The London-based firm said the number of ATMs installed worldwide will drop from a peak of 3.28 million in 2017 to 3.23 million by the end of 2023, largely because in China — the world’s largest ATM market — a growing middle class is rapidly embracing digital payments, which is reducing the demand for cash.

However, RBR said it expected ATM markets in most other parts of the world to expand. Excluding China, the number of ATMs should grow from 2.54 million in 2017 to 2.66 million in 2023.

“China is by far the largest ATM market and home to almost a quarter of the world’s ATMs. After years of explosive growth, the ATM sector in the country went abruptly into reverse in 2017, with deployers withdrawing 20,000 ATMs. China’s burgeoning middle class has embraced digital payments enthusiastically, and as demand for cash falls, the number of ATMs in the country is expected to continue dropping,” RBR reported. “The move away from cash, while perhaps most starkly exemplified by China and the rise of mobile payment app giants, will also contribute to falling ATM numbers in several western European countries, although here it is payment cards and bank branch closures which explain the decline.”

ATMs aren’t going the way of the dinosaur quite yet, though, the company noted.

“Convenient access to cash remains a priority for a great many customers around the world, and ATMs will continue to be a key cash delivery channel in the years to come,” RBR researcher Rowan Berridge said.

The study follows other recent research into consumer habits by ATM operator Cardtronics, which found that 73% of U.S. consumers used cash regularly and that 81% of digital users said they tried to keep cash on hand always. Two-thirds of the respondents also said laws and ordinances should restrict retailers and restaurants from rejecting cash payments.
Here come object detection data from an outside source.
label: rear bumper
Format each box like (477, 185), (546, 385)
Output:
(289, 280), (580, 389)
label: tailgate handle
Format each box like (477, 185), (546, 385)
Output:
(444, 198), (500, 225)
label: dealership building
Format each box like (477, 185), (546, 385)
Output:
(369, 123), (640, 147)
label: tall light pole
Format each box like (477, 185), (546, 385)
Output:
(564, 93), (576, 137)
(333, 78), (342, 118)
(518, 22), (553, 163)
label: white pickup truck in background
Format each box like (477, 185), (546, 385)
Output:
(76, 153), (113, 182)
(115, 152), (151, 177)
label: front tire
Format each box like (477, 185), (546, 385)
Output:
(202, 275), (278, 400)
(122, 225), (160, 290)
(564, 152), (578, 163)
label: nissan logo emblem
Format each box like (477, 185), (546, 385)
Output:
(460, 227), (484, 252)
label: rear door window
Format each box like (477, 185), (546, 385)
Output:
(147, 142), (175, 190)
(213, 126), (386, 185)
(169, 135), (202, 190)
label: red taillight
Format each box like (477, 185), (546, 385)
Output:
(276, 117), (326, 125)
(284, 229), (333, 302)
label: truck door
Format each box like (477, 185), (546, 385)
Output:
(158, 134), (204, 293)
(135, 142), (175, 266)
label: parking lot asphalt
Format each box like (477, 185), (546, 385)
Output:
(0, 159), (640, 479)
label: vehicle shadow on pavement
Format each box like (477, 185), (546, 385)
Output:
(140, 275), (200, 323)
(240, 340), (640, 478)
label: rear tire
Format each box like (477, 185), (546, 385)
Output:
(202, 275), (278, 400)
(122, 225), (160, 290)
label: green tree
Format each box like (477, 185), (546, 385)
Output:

Another study this year, this one by KAL ATM Software, found that almost two-thirds of financial institutions expected their ATM networks to grow, but far fewer expected the ATM channel to become a more important part of their business. That survey of 470 financial institutions, ATM vendors, and ATM service providers and processors also found that only 56% expected ATMs to increase in importance and do more; far more (72%) said the same thing in 2017.

Nonetheless, 65% of the respondents in that survey said they planned to increase their ATM counts. About a quarter had no plans to change the number of ATMs, and 10% planned to decrease their ATM counts.